There are a couple of reasons why the team that beat out Duke, North Carolina and Syracuse for a dual-ACC title gets overlooked. Their performance during the non-conference portion of their schedule wasn’t exactly dominant, and while they ran through ACC play with just a pair of blemishes -- their road trips to Durham and College Park -- the Cavs also got lucky. They only played Duke, North Carolina, Syracuse, N.C. State and Pitt once each, and the fact that all five of those teams bowed out during the first weekend of the NCAA tournament certainly hasn’t helped the league’s reputation as a powerhouse.
That’s not the way Brogdon sees it, however.
He believes that people are impressed with plays that make Sportscenter, the highlights. Virginia’s talented and they have much more athleticism than they’ll get credit for, but this isn’t a team that will ever be confused with the Showtime Lakers. They aren’t going to be throwing lobs in transition or finding themselves making the NBA-caliber moves in isolation. They’re a team built on offensive execution and staunch defense.
It’s not glitzy, but it sure is effective.
“We’re not a flashy team,” Brogdon said. “We’re not going for homerun plays. We’re very steady, very consistent in every play. We pride ourselves on defense, which is one big thing that people don’t admire about us. It’s not about putting points on the board it’s about stopping people.”
No one on the Virginia roster exemplifies that temperament more than freshman point guard London Perrantes, whose calm demeanor and laid-back style of play initially had teammates concerned about whether or not he would be able to find success at this level.
“I didn’t see it at all,” sophomore forward Justin Anderson said of Perrantes, a native Californian who didn’t get much high-major attention on the recruiting trail, when he first saw the freshman play over the summer. “The way he plays is so relaxed. He never gets sped up. In practice, he’s just chilling and running the play.”
Perrantes has started 32 games this season, and while his numbers are rather pedestrian -- 5.4 points, 3.8 assists, 44.0% 3PT, 1.1 turnovers -- it’s his demeanor at the point position that sets the tone for everything the ‘Hoos do. He’s the “Tony Bennett point guard”, as Anderson calls it. He doesn’t turn the ball over, he gets the team into their sets offensively and he’ll get into opposing ball-handlers as soon as they cross half court.
“I remember Akil telling him in the summer, ‘C’mon, you’ve gotta pick it up, give me something,’” Anderson said. “We used to tell him, ‘Get rid of the Cali-swag, talk, move faster,’ and he never did. He still has his same swag and I think it’s allowed him to be very successful.”

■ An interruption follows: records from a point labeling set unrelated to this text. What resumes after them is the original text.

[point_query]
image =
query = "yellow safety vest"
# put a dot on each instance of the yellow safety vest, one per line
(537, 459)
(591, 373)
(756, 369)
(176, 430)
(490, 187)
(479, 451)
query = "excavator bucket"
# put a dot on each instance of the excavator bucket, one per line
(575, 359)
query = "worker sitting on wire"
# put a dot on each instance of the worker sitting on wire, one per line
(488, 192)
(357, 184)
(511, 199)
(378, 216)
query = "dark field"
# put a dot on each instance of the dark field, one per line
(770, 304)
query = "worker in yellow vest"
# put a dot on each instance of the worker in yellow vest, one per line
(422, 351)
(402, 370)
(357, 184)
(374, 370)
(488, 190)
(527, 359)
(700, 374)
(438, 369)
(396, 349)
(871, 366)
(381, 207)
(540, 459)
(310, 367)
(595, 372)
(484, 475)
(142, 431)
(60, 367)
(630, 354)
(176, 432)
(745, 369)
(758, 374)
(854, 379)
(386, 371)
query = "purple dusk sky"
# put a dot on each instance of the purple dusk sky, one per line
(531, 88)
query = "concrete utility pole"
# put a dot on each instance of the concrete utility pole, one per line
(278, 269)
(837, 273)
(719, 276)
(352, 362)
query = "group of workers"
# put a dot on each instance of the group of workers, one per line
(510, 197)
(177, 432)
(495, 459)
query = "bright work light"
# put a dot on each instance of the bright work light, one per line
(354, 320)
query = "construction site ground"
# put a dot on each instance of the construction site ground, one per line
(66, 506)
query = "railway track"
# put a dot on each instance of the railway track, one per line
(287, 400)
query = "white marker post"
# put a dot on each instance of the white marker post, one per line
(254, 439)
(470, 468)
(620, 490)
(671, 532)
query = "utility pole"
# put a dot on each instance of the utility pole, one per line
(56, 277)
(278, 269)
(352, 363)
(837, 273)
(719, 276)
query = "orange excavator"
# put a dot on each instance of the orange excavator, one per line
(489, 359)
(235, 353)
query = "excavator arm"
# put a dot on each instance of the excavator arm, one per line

“No one tries to touch that Cali-swag anymore.”
Perrantes says that he didn’t expect to start as a freshman, but that his confidence has steadily grown as the season as progressed. “I’ve got almost a year underneath my belt right now,” he said, which is part of the reason that he hasn’t been blinded by the moment.
That shouldn’t change playing under the bright lights of Madison Square Garden, but what could change is a nation’s perception of the Cavaliers. They’ll have a chance to knock off the nation’s trendy title pick, a team with a trip of potential first round picks and a head coach that is reportedly being courted by NBA teams.
Is that what it will take for Virginia to be considered a legitimate title threat?
“I think we will prove some people wrong, if and when we win tomorrow, but I think we have to keep winning,” Brogdon said with a smile.
“I think a national championship will get people to be quiet for sure.”